Transaction Sequence Data describes the way prices of commodities or securities change with time in various transactions. The analysis of such data could provide the quantitative basis for merchants or investors in making marketing strategies or choosing investing methods, thus making the mining technology for Transaction Sequence Data a topic of great interest to both research and application.
     The mining of Transaction Sequence Data aims to identify the price changing patterns of commodities or securities and its major tasks include classifying, clustering, association analysis, anomaly detection and so on.
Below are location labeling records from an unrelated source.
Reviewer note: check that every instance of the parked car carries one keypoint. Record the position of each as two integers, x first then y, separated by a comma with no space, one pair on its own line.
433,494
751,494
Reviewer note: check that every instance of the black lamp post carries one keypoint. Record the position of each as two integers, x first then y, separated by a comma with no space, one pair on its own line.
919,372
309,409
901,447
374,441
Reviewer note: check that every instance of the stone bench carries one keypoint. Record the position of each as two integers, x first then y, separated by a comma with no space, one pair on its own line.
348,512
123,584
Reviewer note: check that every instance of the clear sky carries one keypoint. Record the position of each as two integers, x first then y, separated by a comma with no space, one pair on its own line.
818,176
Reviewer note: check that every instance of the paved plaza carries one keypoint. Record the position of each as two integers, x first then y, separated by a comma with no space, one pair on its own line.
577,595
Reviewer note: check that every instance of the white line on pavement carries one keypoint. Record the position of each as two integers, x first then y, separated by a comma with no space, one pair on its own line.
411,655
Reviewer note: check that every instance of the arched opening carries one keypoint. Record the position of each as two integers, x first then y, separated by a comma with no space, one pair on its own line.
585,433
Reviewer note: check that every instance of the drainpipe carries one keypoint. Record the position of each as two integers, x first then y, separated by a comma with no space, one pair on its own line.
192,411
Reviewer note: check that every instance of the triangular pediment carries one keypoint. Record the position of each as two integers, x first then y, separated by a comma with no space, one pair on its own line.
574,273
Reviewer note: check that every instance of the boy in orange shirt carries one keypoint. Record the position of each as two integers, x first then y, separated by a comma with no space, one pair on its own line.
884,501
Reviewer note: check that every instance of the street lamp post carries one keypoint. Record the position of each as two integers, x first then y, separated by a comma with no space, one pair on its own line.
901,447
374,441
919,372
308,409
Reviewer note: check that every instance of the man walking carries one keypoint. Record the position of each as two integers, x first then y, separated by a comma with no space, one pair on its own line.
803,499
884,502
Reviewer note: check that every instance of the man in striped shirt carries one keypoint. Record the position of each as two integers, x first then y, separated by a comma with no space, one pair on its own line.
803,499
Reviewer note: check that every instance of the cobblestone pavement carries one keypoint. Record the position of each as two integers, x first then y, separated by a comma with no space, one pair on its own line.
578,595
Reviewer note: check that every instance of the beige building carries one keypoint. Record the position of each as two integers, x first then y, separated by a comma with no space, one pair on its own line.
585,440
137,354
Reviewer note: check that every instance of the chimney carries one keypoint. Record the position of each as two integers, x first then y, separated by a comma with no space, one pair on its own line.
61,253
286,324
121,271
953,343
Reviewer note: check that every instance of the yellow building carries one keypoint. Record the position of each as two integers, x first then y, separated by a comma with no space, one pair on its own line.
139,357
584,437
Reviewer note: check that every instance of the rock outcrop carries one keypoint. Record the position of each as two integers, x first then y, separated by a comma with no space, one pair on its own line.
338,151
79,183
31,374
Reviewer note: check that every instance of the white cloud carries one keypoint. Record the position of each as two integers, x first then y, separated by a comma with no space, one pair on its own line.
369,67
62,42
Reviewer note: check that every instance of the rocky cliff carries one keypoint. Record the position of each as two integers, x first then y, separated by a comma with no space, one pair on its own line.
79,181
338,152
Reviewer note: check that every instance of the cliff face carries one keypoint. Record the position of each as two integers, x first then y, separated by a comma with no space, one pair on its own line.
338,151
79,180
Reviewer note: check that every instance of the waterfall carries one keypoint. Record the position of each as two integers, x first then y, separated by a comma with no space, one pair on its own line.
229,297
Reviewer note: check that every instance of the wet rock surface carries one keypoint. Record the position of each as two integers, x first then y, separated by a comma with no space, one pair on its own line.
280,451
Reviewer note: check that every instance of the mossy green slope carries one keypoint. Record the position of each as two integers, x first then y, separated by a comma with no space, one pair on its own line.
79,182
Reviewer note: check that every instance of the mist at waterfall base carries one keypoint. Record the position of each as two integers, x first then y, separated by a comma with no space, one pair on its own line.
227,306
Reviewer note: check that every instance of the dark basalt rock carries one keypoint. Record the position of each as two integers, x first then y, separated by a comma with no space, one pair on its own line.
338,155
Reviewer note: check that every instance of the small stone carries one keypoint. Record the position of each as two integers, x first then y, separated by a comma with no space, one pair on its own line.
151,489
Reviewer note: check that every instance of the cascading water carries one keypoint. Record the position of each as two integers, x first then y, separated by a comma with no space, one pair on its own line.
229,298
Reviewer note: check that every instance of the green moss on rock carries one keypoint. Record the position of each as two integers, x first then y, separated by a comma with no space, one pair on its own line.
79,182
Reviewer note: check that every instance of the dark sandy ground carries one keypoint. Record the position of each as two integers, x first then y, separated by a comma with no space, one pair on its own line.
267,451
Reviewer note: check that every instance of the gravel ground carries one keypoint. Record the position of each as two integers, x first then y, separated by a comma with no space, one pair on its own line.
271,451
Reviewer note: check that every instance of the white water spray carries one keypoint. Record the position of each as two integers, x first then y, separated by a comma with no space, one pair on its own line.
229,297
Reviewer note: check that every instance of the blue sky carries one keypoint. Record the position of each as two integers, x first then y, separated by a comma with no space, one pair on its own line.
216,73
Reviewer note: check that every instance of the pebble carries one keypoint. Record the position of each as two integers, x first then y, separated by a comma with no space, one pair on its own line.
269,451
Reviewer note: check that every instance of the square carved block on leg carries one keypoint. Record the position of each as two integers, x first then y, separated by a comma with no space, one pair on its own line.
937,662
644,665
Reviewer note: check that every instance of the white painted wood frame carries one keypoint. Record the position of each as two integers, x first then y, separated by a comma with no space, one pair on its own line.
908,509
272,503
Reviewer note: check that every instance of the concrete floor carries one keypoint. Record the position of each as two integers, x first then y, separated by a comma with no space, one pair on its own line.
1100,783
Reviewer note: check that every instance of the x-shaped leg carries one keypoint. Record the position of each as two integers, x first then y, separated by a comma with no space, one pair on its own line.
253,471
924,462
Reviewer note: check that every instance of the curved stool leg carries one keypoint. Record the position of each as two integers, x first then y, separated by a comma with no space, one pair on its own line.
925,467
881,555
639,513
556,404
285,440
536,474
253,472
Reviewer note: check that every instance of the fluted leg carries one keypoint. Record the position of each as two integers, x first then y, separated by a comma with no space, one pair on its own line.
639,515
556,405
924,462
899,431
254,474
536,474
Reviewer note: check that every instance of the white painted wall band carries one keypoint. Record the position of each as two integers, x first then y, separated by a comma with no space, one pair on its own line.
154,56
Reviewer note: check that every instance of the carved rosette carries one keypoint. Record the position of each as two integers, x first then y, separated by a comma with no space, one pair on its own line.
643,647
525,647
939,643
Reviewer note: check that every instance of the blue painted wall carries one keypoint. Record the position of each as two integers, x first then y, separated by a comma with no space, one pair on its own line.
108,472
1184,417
It can also conduct a variety of expanded data analysis and mining, such as association rules allowing for time constraints, pattern analysis for data with missing values and so on.
     At present, extensive research on Transaction Sequence Data has adopted other sequence data mining and analyzing approaches, such as the one which treats the discrete chronological order as continuous and combines time-series structured or non-structured patterns with various complex algorithms or the one which neglects the numeric sequence elements and constructs characteristics into sequence of events for the mining of frequent patterns. There is also one approach which denotes numeric sequent elements in characters and search through character sequence patterns. Such research approaches are confronted with the following two types of problems. On one hand, they fail to give equal weight to the discrete chronological order and numeric value elements, two intrinsic features of Transaction Sequence Data. On the other hand, they do not utilize the available domain knowledge in the areas of economy and finance. To effectively locate various frequent patterns that fit the domain significance with the innate features of Transaction Sequence factored in will make the results of data analysis and mining more valid.
     Departing from basic Transaction Sequence Patterns, this paper defines five Transaction Sequence Primitive Patterns, i.e. Flat Pattern, Top Pattern, Bottom Pattern, Growth Pattern and Decline, and their correlations, i.e., Transaction Sequence Composition Patterns, with emphasis on three issues, namely, the mining of Transaction Sequence Patterns, the inquiry and prediction of Transaction Sequence Patterns and clustering based on Transaction Sequence Patterns.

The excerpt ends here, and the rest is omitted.